Linking to C/C++ in Protected Mode
Programs written for x86 processors running in Protected mode can sometimes have bottlenecks
that must be optimized for runtime efficiency. If they are embedded systems, they may have
stringent memory size limitations. With such goals in mind, we will show how to write external
procedures in assembly language that can be called from C and C++ programs running in Protected mode.
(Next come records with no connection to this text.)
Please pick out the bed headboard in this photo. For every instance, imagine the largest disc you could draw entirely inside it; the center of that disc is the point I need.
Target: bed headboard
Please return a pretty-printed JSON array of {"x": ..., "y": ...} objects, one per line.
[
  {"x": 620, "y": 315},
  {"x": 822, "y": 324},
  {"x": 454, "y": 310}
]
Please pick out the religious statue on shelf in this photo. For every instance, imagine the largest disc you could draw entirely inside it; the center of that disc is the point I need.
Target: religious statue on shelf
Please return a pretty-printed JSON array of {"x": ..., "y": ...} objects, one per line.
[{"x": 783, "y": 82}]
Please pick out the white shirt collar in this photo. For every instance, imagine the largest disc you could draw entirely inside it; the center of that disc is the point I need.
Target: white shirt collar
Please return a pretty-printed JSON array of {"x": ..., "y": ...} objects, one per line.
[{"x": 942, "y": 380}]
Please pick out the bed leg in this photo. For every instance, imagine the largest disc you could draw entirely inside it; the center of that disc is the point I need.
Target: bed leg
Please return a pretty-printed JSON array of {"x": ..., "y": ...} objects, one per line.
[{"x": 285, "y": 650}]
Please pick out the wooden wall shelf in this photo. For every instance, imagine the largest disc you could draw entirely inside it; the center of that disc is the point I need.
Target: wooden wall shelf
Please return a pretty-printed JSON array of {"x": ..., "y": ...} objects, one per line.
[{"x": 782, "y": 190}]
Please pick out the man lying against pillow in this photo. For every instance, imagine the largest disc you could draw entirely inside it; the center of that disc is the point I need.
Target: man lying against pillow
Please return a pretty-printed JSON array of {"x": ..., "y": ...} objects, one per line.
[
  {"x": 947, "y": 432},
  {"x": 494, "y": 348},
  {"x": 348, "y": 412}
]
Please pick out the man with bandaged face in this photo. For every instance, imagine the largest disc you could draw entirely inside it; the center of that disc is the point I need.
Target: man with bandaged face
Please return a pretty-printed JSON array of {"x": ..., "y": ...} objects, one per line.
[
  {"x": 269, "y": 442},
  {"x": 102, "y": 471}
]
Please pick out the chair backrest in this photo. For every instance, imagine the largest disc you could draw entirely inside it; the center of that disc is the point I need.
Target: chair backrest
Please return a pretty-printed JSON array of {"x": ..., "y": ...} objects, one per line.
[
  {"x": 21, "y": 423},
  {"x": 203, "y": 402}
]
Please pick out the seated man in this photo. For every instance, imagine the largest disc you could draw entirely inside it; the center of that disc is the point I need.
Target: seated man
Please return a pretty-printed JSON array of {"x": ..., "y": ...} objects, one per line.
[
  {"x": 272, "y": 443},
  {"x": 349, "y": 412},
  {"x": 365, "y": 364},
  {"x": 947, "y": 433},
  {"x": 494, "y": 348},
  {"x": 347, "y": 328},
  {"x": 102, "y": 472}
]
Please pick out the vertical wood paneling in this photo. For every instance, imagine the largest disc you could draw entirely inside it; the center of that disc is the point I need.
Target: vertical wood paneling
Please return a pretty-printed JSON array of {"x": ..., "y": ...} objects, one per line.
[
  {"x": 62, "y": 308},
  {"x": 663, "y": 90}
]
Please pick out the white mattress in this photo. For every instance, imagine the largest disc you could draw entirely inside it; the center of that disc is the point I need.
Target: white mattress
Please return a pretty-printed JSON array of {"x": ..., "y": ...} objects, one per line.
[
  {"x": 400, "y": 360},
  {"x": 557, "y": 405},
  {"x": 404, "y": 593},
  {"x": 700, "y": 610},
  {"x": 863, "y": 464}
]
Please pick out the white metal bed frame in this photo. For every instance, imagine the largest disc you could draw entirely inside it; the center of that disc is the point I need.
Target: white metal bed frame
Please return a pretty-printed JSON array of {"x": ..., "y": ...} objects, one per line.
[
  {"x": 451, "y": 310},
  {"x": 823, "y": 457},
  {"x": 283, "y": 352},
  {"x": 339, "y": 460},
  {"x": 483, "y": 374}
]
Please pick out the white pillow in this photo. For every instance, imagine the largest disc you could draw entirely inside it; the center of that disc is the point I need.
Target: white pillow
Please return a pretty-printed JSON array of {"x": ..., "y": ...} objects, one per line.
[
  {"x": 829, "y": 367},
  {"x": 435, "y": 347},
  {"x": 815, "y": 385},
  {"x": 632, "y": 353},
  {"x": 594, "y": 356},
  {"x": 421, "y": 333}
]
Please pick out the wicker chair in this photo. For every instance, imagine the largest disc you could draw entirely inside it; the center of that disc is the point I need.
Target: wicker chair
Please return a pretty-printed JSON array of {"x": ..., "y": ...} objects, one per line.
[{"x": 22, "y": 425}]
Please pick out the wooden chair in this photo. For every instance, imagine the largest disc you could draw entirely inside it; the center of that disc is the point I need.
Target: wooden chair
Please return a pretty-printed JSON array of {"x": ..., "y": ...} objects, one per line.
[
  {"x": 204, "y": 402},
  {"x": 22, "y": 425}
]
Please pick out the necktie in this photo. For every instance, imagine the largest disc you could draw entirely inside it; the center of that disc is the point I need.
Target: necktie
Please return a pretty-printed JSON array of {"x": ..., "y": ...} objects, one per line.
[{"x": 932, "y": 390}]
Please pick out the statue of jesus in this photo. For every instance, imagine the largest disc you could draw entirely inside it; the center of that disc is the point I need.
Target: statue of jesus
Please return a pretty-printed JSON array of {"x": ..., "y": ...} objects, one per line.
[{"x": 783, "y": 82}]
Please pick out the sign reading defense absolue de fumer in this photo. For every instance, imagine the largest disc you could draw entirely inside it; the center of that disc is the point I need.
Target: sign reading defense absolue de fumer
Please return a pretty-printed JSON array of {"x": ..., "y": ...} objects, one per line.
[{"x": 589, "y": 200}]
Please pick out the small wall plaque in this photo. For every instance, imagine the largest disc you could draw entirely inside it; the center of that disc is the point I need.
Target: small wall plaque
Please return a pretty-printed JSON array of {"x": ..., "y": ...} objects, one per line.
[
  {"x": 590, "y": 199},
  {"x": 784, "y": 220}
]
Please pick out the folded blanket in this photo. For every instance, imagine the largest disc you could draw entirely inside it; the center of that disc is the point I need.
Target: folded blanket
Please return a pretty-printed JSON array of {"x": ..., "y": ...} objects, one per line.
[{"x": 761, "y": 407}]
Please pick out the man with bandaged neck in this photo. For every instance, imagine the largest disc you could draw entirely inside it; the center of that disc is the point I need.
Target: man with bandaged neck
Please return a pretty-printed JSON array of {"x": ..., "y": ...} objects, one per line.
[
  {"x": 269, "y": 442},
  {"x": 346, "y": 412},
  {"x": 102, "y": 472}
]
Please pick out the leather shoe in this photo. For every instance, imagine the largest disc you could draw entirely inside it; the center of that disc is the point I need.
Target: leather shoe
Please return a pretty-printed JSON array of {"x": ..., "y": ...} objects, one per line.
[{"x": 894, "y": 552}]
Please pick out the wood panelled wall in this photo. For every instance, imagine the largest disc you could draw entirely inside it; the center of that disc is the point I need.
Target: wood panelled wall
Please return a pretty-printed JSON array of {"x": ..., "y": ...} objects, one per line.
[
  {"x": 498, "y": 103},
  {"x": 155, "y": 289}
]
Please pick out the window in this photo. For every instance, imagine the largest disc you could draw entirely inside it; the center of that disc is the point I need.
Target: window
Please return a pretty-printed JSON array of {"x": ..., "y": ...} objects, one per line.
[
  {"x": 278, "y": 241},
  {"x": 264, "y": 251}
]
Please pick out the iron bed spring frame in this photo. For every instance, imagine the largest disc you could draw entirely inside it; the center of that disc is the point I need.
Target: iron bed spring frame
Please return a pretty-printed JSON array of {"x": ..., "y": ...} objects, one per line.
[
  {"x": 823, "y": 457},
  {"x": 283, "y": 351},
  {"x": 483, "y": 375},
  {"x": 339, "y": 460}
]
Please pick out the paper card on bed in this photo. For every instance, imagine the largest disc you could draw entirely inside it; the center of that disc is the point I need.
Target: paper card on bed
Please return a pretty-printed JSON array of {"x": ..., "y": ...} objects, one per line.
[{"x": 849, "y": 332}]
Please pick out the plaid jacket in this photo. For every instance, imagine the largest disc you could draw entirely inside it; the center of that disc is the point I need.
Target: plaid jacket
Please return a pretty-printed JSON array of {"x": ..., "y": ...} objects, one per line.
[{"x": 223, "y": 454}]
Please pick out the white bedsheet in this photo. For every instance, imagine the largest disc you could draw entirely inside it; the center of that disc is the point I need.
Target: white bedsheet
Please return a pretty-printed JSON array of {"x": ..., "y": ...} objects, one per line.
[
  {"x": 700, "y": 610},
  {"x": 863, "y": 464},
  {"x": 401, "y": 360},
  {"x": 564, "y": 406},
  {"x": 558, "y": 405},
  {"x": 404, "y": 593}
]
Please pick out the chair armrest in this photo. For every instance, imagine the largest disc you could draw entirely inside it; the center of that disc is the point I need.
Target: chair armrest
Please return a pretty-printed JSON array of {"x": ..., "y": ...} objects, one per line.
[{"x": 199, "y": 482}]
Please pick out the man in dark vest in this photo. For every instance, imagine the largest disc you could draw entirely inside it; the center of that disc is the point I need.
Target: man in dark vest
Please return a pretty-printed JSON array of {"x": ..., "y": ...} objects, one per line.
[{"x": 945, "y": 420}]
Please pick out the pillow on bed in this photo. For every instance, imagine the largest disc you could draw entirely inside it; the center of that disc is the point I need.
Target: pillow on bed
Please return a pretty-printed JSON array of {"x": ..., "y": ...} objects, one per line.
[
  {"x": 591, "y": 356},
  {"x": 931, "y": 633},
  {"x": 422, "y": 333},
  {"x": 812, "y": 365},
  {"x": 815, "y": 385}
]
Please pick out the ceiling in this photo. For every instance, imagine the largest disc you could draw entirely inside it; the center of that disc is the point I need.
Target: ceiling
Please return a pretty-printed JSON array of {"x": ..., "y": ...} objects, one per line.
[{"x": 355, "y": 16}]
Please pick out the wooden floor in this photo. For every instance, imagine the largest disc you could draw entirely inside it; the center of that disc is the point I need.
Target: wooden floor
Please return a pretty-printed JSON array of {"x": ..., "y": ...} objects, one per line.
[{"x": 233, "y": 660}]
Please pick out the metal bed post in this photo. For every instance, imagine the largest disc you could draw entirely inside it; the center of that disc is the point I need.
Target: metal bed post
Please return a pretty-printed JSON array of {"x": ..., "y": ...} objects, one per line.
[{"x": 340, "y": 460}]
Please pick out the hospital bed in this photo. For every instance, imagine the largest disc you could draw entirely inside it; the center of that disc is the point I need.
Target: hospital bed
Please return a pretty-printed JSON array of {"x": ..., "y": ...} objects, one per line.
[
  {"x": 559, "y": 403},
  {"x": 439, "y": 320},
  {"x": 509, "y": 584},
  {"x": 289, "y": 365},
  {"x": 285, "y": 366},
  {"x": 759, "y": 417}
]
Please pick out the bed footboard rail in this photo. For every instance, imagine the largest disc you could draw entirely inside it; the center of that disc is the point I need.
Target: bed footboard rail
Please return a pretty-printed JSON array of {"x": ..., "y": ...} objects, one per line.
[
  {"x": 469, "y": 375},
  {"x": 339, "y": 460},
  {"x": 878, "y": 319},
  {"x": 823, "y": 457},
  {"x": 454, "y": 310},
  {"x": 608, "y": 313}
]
Such programs consist of at least two modules: The first, written in assembly
language, contains the external procedure; the second module contains the C/C++ code that
starts and ends the program. There are a few specific requirements and features of C/C++ that
affect the way you write assembly code.
Arguments(实参) Arguments are passed by C/C++ programs from right to left, as they appear in
the argument list. After the procedure returns, the calling program is responsible for cleaning up
the stack. This can be done by either adding a value to the stack pointer equal to the size of the
arguments or popping an adequate number of values from the stack.
External Identifiers In the assembly language source, specify the C calling convention in
the .MODEL directive and create a prototype for each procedure called from an external C/C++
program:
.586
.model flat,C
AsmFindArray PROTO,
srchVal:DWORD, arrayPtr:PTR DWORD, count:DWORD
Declaring the Function In a C program, use the extern qualifier when declaring an external
assembly language procedure. For example, this is how to declare AsmFindArray:
extern bool AsmFindArray( long n, long array[], long count );
If the procedure will be called from a C++ program, add a “C” qualifier to prevent C++ name
decoration:
extern "C" bool AsmFindArray( long n, long array[], long count );
Name decoration is a standard C++ compiler technique that involves modifying a function name
with extra characters that indicate the exact type of each function parameter. It is required in any
language that supports function overloading (two functions having the same name, with different
parameter lists). From the assembly language programmer’s point of view, the problem with
name decoration is that the C++ compiler tells the linker to look for the decorated name rather
than the original one when producing the executable file.
13.3.1 Using Assembly Language to Optimize C++ Code
One of the ways you can use assembly language to optimize programs written in other languages
is to look for speed bottlenecks. Loops are good candidates for optimization because any
extra statements in a loop may be repeated enough times to have a noticeable effect on your program’s
performance.
Most C/C++ compilers have a command-line option that automatically generates an assembly
language listing of the C/C++ program. In Microsoft Visual C++, for example, the listing file can
contain any combination of C++ source code, assembly code, and machine code, shown by the
options in Table 13-2. Perhaps the most useful is /FAs, which shows how C++ statements are
translated into assembly language.
Table 13-2 Visual C++ Command-Line Options for ASM Code Generation.
Command Line |
Contents of Listing File |
/FA |
Assembly-only listing |
/FAc |
Assembly with machine code |
/FAs |
Assembly with source code |
/FAcs |
Assembly, machine code, and source |
FindArray Example
Let’s create a program that shows how a sample C++ compiler generates code for a function
named FindArray. Later, we will write an assembly language version of the function, attempting
to write more efficient code than the C++ compiler. The following FindArray function (in C++)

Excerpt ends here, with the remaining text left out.